Die Demonstration gegen diese Zustände war alles in allem eine gelungene Aktion, die aber mehr Potenzial gehabt hätte. Die auch etwas mehr Publicity schon im Vorfeld hätte gebrauchen können, erfuhren viele radaffine Menschen doch erst hinterher von dem Protest. Viel Raum auch in der Analyse und Bewertung ökonomischer und ökologischer Fragen, denn dort gibt es noch einiges zu tun. Das Herunterbeten von Vorteilen des Radfahrens (bspw. für das Klima) nutzt am Ende genausowenig etwas wie die Forderung nach einer Problemverdrängungspolitik. Denn solange Standortlogik und Ver­wertungsdenken die (Verkehrs)Politik der Stadt bestimmen, solange lässt sich weder mit angemeldeten Demonstrationen wie dieser als auch mit trendigeren, alternativen Aktionen wie der Critical Mass viel ausrichten.

Critical Mass – Eine kritische Masse?

Mehr als 15 Radfahrer_innen können in der Bundesrepublik laut § 27 StVO einen geschlossenen Verband bilden. Sie dürfen dann paarweise eine gesamte Fahrspur benutzen, bei roter Ampel dem_der noch bei Grün gefahreren Verbandsführer_in folgen und sind nicht mehr auf Radwege gezwungen. Nutzen tun diese Sonderregelung im Verkehrsrecht nicht nur Schulklassen auf Landerkundungstour, der Sonntagsausflug des Kleintierzüchterverbandes oder eine Anti-AKW-Fahrradkarawane, sondern rechtlich abgesichert auch Rad­fahr­er_innen der Critical Mass:

„Es handelt sich um eine friedliche Protestform, bei der sich scheinbar zufällig und unorganisiert Fahrradfahrer an einem bestimmten Ort treffen um gemeinsam eine Strecke durch ihre Stadt zu fahren. Mit ihrem Auftreten als Masse wollen sie auf ihre Rechte im Straßenverkehr aufmerksam machen.“ (3)

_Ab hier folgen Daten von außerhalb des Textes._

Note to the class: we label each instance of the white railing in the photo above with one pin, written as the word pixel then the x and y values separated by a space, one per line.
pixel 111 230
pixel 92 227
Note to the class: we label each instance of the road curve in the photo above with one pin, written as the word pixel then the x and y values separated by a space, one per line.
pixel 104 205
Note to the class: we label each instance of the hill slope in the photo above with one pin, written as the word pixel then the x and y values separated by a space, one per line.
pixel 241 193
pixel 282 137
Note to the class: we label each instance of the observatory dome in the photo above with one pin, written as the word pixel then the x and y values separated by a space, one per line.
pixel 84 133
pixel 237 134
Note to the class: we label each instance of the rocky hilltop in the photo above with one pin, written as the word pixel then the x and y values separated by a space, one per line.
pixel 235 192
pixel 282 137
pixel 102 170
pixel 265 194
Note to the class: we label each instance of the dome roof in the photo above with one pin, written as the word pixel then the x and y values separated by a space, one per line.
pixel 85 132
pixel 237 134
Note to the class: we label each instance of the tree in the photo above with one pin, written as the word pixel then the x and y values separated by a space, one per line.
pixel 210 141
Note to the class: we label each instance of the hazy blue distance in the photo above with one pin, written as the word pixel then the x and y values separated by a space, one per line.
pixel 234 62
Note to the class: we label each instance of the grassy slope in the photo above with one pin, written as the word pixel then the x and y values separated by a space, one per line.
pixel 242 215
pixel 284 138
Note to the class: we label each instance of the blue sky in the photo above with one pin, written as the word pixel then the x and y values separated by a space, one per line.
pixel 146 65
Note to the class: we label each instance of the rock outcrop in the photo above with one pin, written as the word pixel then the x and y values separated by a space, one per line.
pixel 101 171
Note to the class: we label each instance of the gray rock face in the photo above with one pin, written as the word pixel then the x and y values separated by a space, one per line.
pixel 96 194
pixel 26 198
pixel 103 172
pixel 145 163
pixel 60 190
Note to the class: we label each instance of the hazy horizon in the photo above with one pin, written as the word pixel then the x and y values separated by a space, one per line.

Erste Massenradfahrten mit Protestcharakter fanden schon in den frühen 70er Jahren in Stockholm und ab 1990 mehr als 10 Jahre lang wöchentlich in Wien unter dem Namen „Radfahren am Freitag“ (RaF) statt. Ziele des Protestes waren auch damals schon eine Verbesserung der Bedingungen für den Fahrradverkehr, Förderung ökologischer Politik, sowie überhaupt ein Bewußtmachen der Existenz und Interessen von Radfahrer_innen im kraft­fahr­zeugdominierten Verkehr, nach dem Motto: „Wie blockieren nicht den Verkehr, wir sind der Verkehr!“

Trotz dieser gleichen Ziele und strukturellen Merkmale wie das Fehlen einer Anmeldung und eines Verantwortlichen oder einem Ziel wird der Ursprung der heutigen Critical Mass in San Francisco verortet. Dort fand im September 1992 unter dem Namen „Commute Clot“ (4) durch 48 Teilnehmer_innen eine vorher durch Flugblätter beworbene Fahrt in einen nahen Fahrradladen statt, in dem die Dokumentation „Return of the Scorcher“ von gezeigt wurde. In dem Film erzählte der Fahrraddesigner George Bliss, daß sich in China Auto- und Rad­fahrer_innen an Kreuzungen ganz ohne Signale verständigen. Der Radverkehr staut sich solange auf, bis eine „kritische Masse“ erreicht wird und diese dann quasi automatisch und gefahrlos die Kreuzung passiert. Der Begriff „Critical Mass“ ersetzte bei der zweiten Fahrt das „Commute Clot“ und seitdem bezeichnen sich regelmäßige Massenfahrten in über 300 Städten quer über den Erdball so. In den meisten dieser Städte fahren monatlich (traditionell am jeweils letzten Freitag) zwischen 20 und (mehreren) hundert Menschen gemeinsam Rad. Höhepunkte sind die zweimal im Jahr stattfindenden Fahr­rad­umzüge in Bu­dapest, wo zuletzt 80.000 Menschen zeitgleich in die Pedalen traten.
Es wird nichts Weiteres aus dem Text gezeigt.